Susmanın kalesine sığınıyorum. Gelmeyen bahara inat sustukça sukut buluyor içim.
Cebimde rüyalardan arta kalan mahmurluk, hayal kırıklıkları, hüzün ve gözyaşı, yeni baştan, yine baştan başlıyor.
Bir sarmaşık gibi sardığım o ince dal kırılıveriyor önümde. Şimdi ben neyi sarayım?
Gönlüme değen ince bir keman sesi, çıkınımda bir yığın hüsran, elimi kanatan cam kırıklıkları gibi gönlümü kanatan onca kırık, hayal kırıklığım bir çığ gibi artıyor.
Az gittik uz gittik, bir arpa boyu yol gittik oluyor başladığım bütün masallar.
Hep aynı noktaya geri dönüyor gönlümde uçuşan yıldızlar.Sözler kifayetsiz kalınca bir hayvan leşinden farksız oluyor tüm kelimeler. Anlatılamayanı anlatmaya çalışmak boşuna.
Verilen sözler kedi tüyleri gibi ufacık üflemede savruluveriyor. Ve kapatılıyor bütün kepenkler daha gün akşam olmadan.
Şimdi ben ayaklarım acıyıncayadek bir bozkırın ortasında yürümek, sesim kısılıncayadek bağırmak, gözlerim kapanıncayadek ağlamak ve ılık bir bahar kapımı çalıncaya dek susmak istiyorum.
Ruhumu kaç kez örseledin! Kaç kez yeniden doğduk sabahları, batmak için güneşi beklemeden.

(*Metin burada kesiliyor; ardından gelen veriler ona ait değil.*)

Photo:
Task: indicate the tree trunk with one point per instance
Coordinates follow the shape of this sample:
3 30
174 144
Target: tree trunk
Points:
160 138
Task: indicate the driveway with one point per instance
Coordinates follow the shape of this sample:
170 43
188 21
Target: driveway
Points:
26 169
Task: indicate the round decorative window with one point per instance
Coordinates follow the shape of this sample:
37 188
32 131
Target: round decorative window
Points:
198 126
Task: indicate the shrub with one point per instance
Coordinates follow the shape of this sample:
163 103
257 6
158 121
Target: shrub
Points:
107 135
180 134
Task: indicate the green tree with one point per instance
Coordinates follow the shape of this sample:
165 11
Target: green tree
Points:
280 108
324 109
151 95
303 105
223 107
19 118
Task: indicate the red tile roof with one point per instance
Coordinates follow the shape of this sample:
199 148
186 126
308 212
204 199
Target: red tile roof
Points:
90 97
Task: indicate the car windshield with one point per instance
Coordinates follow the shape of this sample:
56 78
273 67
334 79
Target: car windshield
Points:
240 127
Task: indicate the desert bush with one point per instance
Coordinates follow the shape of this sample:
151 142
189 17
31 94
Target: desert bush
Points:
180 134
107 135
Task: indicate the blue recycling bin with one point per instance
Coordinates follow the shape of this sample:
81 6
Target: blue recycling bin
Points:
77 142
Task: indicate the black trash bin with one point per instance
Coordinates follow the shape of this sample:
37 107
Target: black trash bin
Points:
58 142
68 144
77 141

Ey beni yerden yere vuran! Affetmeyi onun gerçek sahibine bırakıyorum.
Sen bir dalsan bedenine dolanan yaprağa bu öfke niye? Hangi ağacın dalıysan sana dolanan yaprak da o cinsten olmaz mı?
Kendi yaprağına mı hürmetsizlik ediyorsun?
İçimde zerrece öfke yok.Yalnızca hüzün ve gurbet… Sazlıktan koparılmış kamış misali. Uçmak için ten yükünü bir yere koyuvermek… Bütün ağırlığından kurtulmak sonra.
Bir ney gibi ağlamak, sonra susmak.
Omuzlarım düşüveriyor önüme. İnsan yüklü gökler yürüyor üstüme.
Gurbet dünyası, sılayı arıyor gözümde. Her şey ne kadar da fani, her şey ne kadar da boş. Tadı tuzu yok elemlere batmış bir balın.
Şimdi arılar sonsuzluğa petek dokuyor.
Goncaya durmuş çiçekler bir türlü açmak bilmiyor. Dünya sürgünümü uzattıkça uzatıyor saniyeler.
Suskun sevdalar düşüyor gönlüme.
“Aşk nedir?” diye sorulan Mevlana’ya “Ben ol da gör.”cevabı kelamın azının içinde nice deryalar sakladığına delil değil mi?
Sözün bittiği yer susmak denizinin dehlizlerine savuruyor beni. Yağmur, fırtına ve dalga var.
Konuşmak kifayetsiz kalınca,
Susuyorum.
Şair Erdem Beyazıt’ta susuyor
“Susmanın kalesine sığınıyorum.
Önümde karanlık duvarlar,
Sırtımda insan yüklü bir gök var.”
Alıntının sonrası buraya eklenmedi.